The pyramid platform was especially well preserved on the north side, and it was from here that a deep, sloping rock-cut trench was located which led down to an entrance, a sealed doorway, that was opened in March 1954. Large areas of the entrance passageway were blocked by rubble debris which was extremely unstable, dangerous and difficult to clear. At the base of the blocking to the passage was found a small cache which included 21 gold bracelets and armlets, a hollow gold tube and an exquisite small gold box in the shape of a bivalve shell, all apparently having been deposited together in a now perished wooden box. A large diorite bowl was nearby. The group seems to have been deliberately placed where it was found, rather than abandoned or dropped as robber's booty.

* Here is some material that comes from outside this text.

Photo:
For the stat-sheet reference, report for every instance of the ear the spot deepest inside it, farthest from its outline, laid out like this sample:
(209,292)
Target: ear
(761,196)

The Entrance to Sub - Structure of the Unfinished Pyramid
The name of the owner of the complex was revealed when five small clay jar sealings were found, impressed by a cylinder seal with the name of Sekhemkhet. Eventually - after clearing more of the dangerous blocking - a large, cavernous, unfinished burial hall was reached in the centre of which stood a rectangular sarcophagus of translucent alabaster cut from a single block. Close examination of the area and various passageways nearby showed no evidence of robbers' intrusions after the tomb had been sealed.
 
In June 1954, almost three years after work had begun, the sarcophagus was carefully opened, the sliding panel raised with difficulty because the original gypsum mortar sealing held it tight in place. To the great astonishment of the invited audience of scholars and journalists, the interior was completely empty and a shock to which there was no ready answer. The sarcophagus had definitely not been robbed; the only explanation possible was that the king had been buried elsewhere, possibly even in the labyrinthine passages of which many have yet to be explored.